Lettre ouverte à quiconque voudrait écrire sur l’Afrique sans jamais l’avoir approché, B. Wainana brosse du pittoresque, enclenche les larmes humanitaires et fait résonner la petite musique du « non Africain concerné ». Tout en franche ironie, B. Wainana dresse l’inventaire des clichés et l’importance de les faire perdurer. Le lecteur qui veut lire sur l’Afrique ne veut peut-être pas être perturbé dans sa perception. S’il veut un lion qui baille au bord d’un fleuve près de la silhouette d’un Masaï, donnons-le lui. Écrit plus vite, vendu plus vite, fidélisation du lecteur, tome II, objets publicitaires, un tiers des recettes versé à une ONG concernée… L’Afrique a toujours servi de faire-valoir ou de cause déculpabilisante, pourquoi la littérature s’en exclurait-elle ?

Risquerait-on le désordre si les Africains étaient autre chose que des Noirs malades vivants à moitié nus, passant leur temps à donner des coups de machette à l’ethnie de l’autre coté du fleuve, tout en évitant de se faire dévorer par des lions sanguinaires ? Manquerait plus que le lecteur troublé devienne curieux, se rende compte que l’Afrique est plein de pays différents, complètement liés à l’histoire du monde, avec plein de gens aussi différents et semblables qu’ailleurs.

Être envahi d’idées préconçues, c’est un phénomène assez inévitable, les faire perdurer quand on est écrivain ou journaliste, c’est malhonnête. Le jugement de B. Wainana est sans appel.

Au lecteur averti, ce texte fait grand plaisir. Au lecteur qui veut s’avertir, B. Wainana balise le terrain, tel le guide de montagne bourru qui vous engueule parce que vous partez marcher en tongs et sans biscuits.
Écrire sur l’Afrique, ça ne veut pas dire grand-chose. L’Afrique, c’est de la géographie, un découpage du monde à la louche, une facilité de classement. Quoi dire alors, les Afriques ? Les pays Africains ? Les pays d’Afrique ? L’Afrique Noire ? L’Afrique subsaharienne ? La complaisance se mélange parfois au bon sens, B. Wainana semble le dire. Son texte est un appel à l’humilité, à la curiosité et à l’exigence.

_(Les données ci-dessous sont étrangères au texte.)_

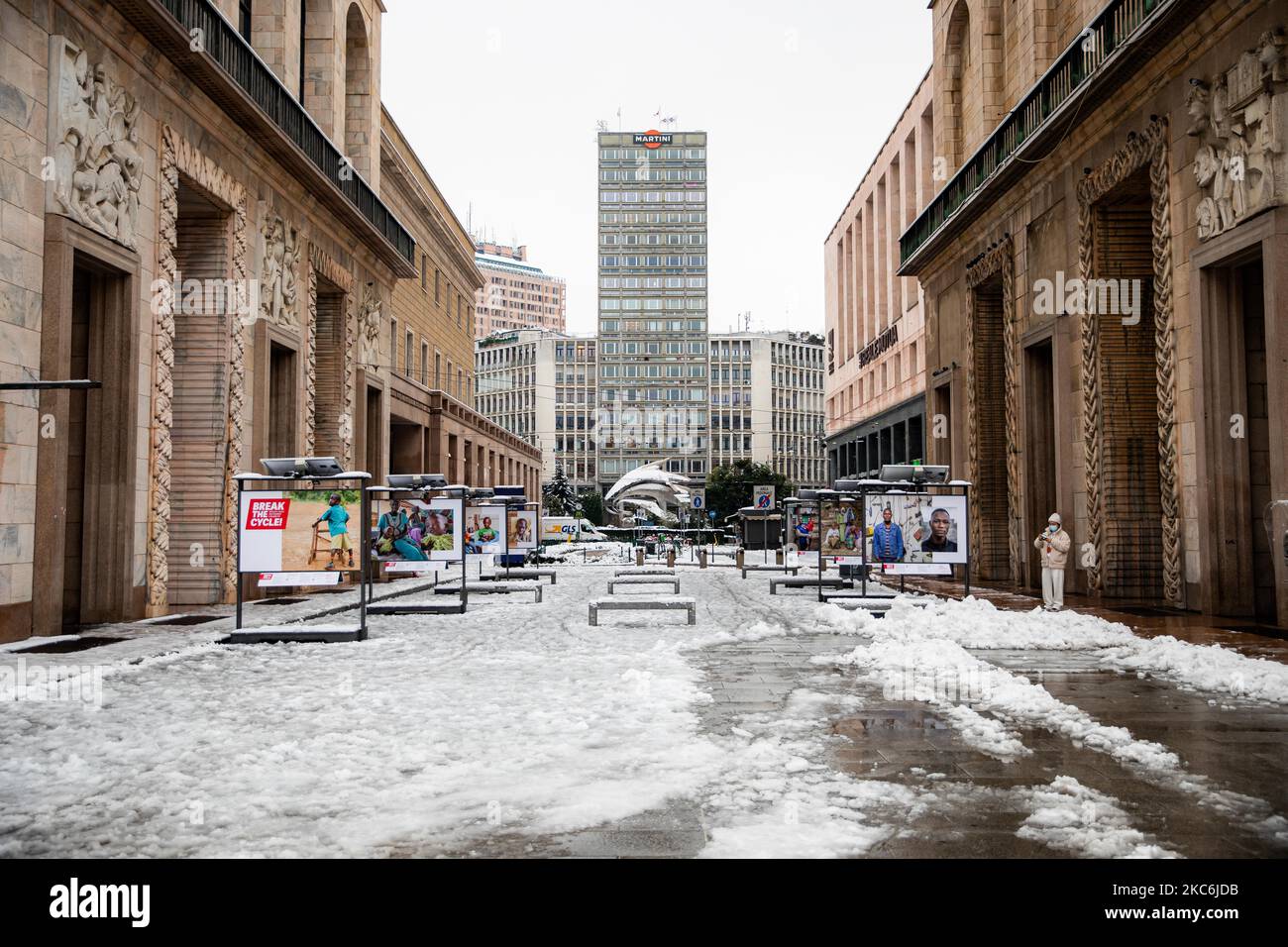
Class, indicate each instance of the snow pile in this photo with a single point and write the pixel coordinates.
(980, 625)
(514, 716)
(941, 673)
(608, 553)
(1072, 817)
(777, 797)
(1205, 668)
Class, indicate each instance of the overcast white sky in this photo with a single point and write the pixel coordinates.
(500, 101)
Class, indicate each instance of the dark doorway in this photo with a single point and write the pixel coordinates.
(282, 402)
(1038, 449)
(1132, 509)
(329, 399)
(1256, 441)
(941, 427)
(374, 431)
(990, 377)
(84, 299)
(200, 412)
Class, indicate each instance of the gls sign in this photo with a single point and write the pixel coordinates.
(101, 900)
(652, 138)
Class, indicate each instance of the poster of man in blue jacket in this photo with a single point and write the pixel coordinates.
(888, 539)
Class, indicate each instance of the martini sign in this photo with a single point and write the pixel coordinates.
(652, 138)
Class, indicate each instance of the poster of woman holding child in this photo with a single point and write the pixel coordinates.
(419, 530)
(484, 530)
(523, 528)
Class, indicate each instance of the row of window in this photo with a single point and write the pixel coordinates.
(631, 304)
(438, 295)
(631, 394)
(880, 379)
(652, 348)
(632, 369)
(653, 239)
(699, 261)
(652, 217)
(459, 385)
(652, 196)
(652, 282)
(653, 154)
(649, 172)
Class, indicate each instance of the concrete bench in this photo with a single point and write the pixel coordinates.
(879, 604)
(553, 575)
(751, 567)
(645, 579)
(809, 583)
(632, 604)
(490, 589)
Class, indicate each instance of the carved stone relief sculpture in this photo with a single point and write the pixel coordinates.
(93, 133)
(278, 275)
(1239, 118)
(369, 320)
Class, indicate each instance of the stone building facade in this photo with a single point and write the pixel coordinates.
(516, 292)
(875, 324)
(767, 402)
(540, 384)
(200, 232)
(432, 423)
(1106, 274)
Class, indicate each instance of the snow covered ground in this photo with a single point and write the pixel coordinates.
(518, 720)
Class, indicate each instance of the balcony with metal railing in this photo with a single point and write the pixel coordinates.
(1112, 47)
(207, 48)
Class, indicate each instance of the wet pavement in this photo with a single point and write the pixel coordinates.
(902, 771)
(974, 804)
(1145, 618)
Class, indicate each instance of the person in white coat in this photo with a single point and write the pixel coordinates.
(1052, 548)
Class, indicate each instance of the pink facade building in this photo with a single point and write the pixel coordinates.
(516, 294)
(875, 384)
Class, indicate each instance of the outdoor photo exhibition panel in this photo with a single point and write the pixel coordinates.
(300, 532)
(424, 536)
(930, 538)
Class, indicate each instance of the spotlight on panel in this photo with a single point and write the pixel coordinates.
(417, 480)
(301, 467)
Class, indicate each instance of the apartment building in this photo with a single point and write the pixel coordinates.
(516, 294)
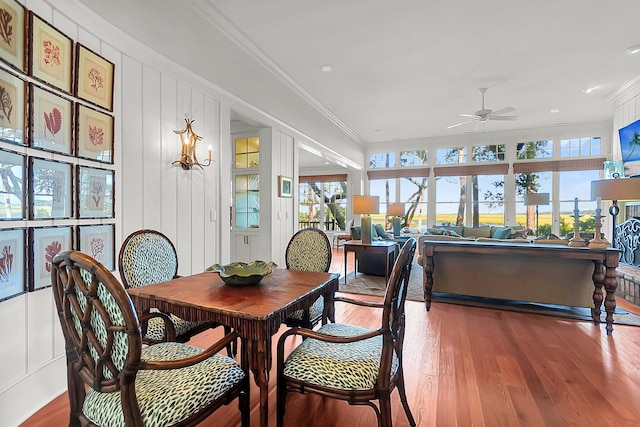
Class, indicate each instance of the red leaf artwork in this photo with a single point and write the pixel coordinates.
(53, 121)
(51, 251)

Heureusement, la littérature mondiale regorge de livres qui donnent tort à B. Wainana. Des livres qui racontent l’histoire de ces pays et par ricochet, l’histoire du monde, l’histoire de la (dé)construction des identités, l’histoire des gens. Par exemple, lire le Congo, c’est aussi lire le Portugal, l’Angleterre, la Belgique, la France. C’est aussi une littérature qui questionne le passé et notre rapport à l’autre, qui remet des doutes là où il pourrait y avoir des certitudes, qui n’en revient pas de la difficulté de l’homme à percevoir et à vivre tranquillement avec des couleurs de peaux et des natures de cheveux différents. C’est un voyage multiple au cœur et aux frontières de l’histoire, des sociétés, des langues et des écritures.

Journaliste et écrivain, Binyavanga Wainana nait en 1971 au Kenya, fait ses études en Afrique du Sud et fonde la revue littéraire Kwani. Il voyagera beaucoup aux Etats-Unis et en Angleterre. Il publie en 2011 un essai autobiographique « One day I will write about this place », salué par la critique anglosaxonne.